My 5th grade students were excited when they heard the book I’d been telling them about was going to be published as a series. And both my reading classes wanted THE EIGHTH DAY to be their next read-aloud. When I cautioned them that the current version is unrevised and not the one that will be printed, they were even more adamant.
“We’ll be the only ones to hear the original version!!!”
This was a new thing for me. My other manuscripts were all YA. They weren’t necessarily inappropriate in content; they were just over my students’ heads. Reading my own book to my students was going to be a first.
I was surprised by how nervous I was. My mouth got dry, and I wasn’t sure I was going to make it through the first chapter. But the students were enthusiastic, interested, and encouraging. And wonderful reading-writing conversations ensued.
 “Why do you have to end every chapter like that – so we don’t want to stop?” complained one boy. It was a rhetorical question. He knew the answer. (I checked.)
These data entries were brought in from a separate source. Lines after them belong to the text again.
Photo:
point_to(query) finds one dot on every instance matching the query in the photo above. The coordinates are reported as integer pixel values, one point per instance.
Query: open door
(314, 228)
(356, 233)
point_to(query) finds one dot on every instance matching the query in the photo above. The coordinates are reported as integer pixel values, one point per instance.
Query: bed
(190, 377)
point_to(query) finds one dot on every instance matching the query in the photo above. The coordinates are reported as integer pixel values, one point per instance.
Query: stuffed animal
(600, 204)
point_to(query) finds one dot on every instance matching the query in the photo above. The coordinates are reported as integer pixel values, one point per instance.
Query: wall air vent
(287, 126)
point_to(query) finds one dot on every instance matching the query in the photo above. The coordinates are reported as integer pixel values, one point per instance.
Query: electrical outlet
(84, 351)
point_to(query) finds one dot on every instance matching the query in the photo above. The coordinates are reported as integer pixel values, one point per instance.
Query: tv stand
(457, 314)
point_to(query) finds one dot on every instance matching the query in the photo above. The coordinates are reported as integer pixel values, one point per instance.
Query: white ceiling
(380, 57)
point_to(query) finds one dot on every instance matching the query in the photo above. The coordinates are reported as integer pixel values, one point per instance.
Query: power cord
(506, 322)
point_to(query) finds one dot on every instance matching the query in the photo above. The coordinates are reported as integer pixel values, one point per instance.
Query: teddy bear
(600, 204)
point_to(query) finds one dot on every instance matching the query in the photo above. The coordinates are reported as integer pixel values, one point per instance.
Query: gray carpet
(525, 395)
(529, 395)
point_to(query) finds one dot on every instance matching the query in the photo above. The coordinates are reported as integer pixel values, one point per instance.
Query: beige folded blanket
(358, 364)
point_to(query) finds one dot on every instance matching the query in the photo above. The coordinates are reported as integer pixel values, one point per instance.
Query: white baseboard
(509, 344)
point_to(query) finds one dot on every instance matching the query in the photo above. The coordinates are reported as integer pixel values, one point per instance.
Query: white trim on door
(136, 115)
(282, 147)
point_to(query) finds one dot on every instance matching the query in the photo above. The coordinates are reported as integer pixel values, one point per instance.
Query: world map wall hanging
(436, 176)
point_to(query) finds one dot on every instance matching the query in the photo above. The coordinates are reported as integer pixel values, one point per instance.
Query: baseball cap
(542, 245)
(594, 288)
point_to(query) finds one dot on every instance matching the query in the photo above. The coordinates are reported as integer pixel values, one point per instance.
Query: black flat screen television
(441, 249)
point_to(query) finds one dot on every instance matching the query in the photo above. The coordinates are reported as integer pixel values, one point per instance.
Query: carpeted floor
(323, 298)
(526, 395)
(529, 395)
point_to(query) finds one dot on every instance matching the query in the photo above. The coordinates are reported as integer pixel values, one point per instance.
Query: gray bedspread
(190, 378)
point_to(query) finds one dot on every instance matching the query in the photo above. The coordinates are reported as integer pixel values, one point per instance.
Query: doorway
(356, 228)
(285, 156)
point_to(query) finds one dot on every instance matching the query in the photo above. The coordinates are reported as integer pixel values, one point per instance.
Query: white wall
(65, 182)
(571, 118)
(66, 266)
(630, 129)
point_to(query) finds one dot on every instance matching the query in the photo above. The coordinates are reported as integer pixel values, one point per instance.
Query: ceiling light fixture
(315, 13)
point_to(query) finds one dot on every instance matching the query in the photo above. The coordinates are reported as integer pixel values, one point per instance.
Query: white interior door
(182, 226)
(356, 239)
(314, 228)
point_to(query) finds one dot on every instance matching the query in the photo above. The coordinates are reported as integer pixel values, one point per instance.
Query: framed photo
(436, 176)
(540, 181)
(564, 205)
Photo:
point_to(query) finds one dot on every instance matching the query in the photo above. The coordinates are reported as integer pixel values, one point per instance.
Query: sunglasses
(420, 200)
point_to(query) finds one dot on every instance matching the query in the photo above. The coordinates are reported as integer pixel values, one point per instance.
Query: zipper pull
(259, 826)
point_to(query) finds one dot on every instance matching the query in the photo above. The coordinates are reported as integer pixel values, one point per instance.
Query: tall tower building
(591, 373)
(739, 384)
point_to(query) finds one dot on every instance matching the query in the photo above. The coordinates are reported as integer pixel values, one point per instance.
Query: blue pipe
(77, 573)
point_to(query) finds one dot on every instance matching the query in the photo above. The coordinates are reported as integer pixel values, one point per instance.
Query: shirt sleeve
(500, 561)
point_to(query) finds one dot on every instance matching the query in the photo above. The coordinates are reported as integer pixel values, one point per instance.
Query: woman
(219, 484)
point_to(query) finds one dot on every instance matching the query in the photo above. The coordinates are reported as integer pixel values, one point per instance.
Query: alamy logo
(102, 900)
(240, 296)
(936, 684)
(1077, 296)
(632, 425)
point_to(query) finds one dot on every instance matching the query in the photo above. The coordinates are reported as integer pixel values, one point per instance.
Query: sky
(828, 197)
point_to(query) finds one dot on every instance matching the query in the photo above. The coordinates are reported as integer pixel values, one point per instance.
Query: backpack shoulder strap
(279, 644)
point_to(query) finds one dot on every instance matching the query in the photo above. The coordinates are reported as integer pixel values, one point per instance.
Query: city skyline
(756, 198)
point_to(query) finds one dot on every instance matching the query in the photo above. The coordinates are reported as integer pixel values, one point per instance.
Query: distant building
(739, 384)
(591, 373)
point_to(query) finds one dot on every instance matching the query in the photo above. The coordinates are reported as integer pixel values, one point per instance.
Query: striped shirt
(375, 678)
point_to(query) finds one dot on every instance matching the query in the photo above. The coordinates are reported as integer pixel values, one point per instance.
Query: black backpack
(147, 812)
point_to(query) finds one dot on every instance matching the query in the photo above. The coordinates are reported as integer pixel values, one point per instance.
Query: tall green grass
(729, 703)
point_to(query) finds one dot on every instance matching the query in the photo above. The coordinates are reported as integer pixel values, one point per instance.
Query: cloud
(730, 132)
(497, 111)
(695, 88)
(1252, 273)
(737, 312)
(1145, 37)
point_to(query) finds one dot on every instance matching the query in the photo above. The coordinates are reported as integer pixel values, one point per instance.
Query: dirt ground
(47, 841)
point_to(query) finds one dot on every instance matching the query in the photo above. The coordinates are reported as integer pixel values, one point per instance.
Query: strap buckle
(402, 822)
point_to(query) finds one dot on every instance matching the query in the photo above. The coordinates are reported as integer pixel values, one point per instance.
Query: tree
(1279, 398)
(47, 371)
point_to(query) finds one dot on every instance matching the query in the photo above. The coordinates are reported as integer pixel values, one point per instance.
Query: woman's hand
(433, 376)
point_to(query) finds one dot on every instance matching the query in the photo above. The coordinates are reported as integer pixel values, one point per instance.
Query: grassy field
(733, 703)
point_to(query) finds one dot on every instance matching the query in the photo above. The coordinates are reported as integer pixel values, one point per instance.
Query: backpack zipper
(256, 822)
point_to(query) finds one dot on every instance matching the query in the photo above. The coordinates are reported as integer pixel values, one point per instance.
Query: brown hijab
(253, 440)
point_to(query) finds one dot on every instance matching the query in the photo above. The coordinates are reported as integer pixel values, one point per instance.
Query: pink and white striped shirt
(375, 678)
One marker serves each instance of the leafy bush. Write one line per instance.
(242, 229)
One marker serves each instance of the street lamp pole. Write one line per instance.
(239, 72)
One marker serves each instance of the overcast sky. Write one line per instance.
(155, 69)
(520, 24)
“How did you come up with the names for your characters?” asked a girl. I’ll never forget the dead silence in the class when I told them the characters chose their own names. They looked at each other with raised eyebrows, and I could see them trying to figure out if I was joking – or nuts.
And then there was the afternoon one of my students wailed in great distress, “I don’t get it! I don’t understand this book at all!”
I turned to him with concern – as a teacher and as an author – and asked, “What don’t you understand?”
Then he fired off a series of questions that proved he understood everything perfectly. He had noticed every event that was mysterious. He was halfway toward connecting the dots that would explain those events, and he was wondering all the things I wanted him to wonder.
I had one of those TEACHER REVELATION moments.
You see, some students do not start out as strong readers, and they know it. Their grades have always told them so. They know they’ve always been in the lowest reading group. They know they get extra help. When they start to become stronger readers (and when teachers stop giving them low level materials), they don’t recognize their own improvement. When they encounter a place where they have to draw their own conclusions or wait to get more information, they just assume they don’t understand … which is business as usual for them.  They haven’t learned to differentiate between a comprehension problem and anticipation/suspense set up by the author.
I assured this young man that he was not confused. “You are exactly where the author wants you to be,” I said. “You are noticing all the right things and asking all the right questions. The author is trying to keep you puzzled right now. The answers are coming. You have to wait for them.”
This isn’t the first time I’ve had a conversation like this with a student. But usually the response is a frowny face from a downtrodden reader who thinks the teacher is trying to be nice.
This time, I got a big grin. My words carried more weight than usual because I was the author I was talking about.